I was reading this old post, and I was wondering which sites that I use on a daily basis, a few months later. One of the Google cofounders said that there's a toothbrush test: what is useful and is used once or more a day? My test is what is used at least once per week, according to my browser history.
A bajillion news sites
- Kindle Cloud Reader
- Bing (because of Bing Rewards - I've found that I still have to use Google for Finance and if Bing can't serve up satisfactory results. MSN money is better for hardcore investors. Google Finance is good for casual dilettantes.)
- The Wordpress site of my new business
- Google Voice
- MOOCs: Coursera and NovoEd (sometimes Udacity)
- Youtube (especially JennaMarbles)
- Startup where I work as an independent contractor
- Blogger (obviously, ha)
That list summarizes probably more than 80% of my Internet usage. I have a bunch of Google products listed, as well as two separate Amazon products.
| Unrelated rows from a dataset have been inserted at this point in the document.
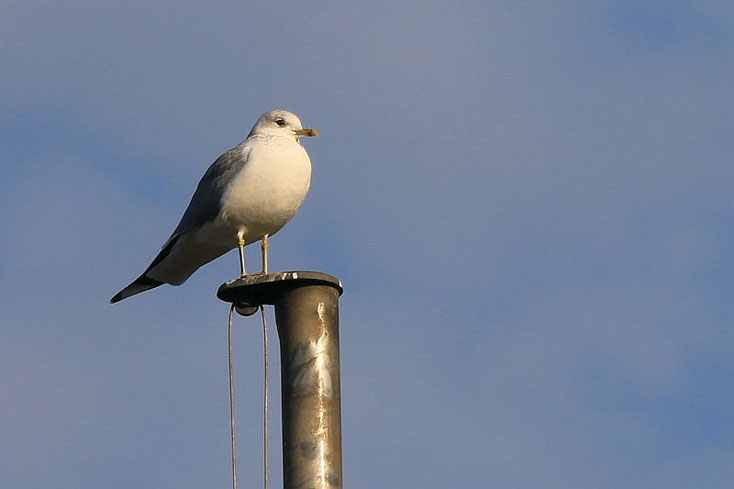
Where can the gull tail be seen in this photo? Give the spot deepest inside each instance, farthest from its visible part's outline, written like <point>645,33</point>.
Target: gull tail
<point>141,284</point>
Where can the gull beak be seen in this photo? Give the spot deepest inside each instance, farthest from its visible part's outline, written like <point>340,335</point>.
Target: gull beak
<point>308,132</point>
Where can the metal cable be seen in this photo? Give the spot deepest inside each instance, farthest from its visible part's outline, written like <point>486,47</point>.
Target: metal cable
<point>266,381</point>
<point>231,399</point>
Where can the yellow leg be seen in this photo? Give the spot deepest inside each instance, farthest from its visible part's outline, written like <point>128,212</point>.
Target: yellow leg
<point>241,247</point>
<point>264,248</point>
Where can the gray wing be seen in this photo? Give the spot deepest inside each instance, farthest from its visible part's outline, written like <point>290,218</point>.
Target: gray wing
<point>206,202</point>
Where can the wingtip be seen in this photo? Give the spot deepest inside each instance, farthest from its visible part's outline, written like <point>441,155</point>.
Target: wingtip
<point>142,284</point>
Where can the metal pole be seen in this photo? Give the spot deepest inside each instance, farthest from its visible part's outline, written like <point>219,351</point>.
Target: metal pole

It's not a smooth segue between the China article and this one, but I was really looking at what I use on a daily or weekly basis. Most of these services are free, with the major exception of 750words. I use Feedly more often than NewsBlur, but I do always revert to NewsBlur when Feedly goes down or errors out, which it occasionally does. For a few days, I may have to switch back to NewsBlur. I couldn't deal with their reliability issues, but I still believe in open source work, and I had no interest in hosting it myself. It made sense then and makes sense now to pay someone for the work that he does, because it does help me. I just don't use it normally.
You know what sites aren't on the list? WSJ and NYT. I still probably hit them weekly or slightly less frequently (they fall under the bajillion umbrella), but they aren't daily sites for me. NYT doesn't allow basically any traffic from Google Chrome. WSJ is always full of interesting news, and I love it; however, it's far too expensive. It's actually cheaper to get the paper version. However, I just read it when I'm at the library. I also try to backdoor into it, and I normally fail. The WSJ paywall is extremely strong. The NYT's isn't as porous as it used to be. That's why we direct traffic away from the paid sites into the ones that can still tell use what's going on. See an example of Fred Wilson doing it.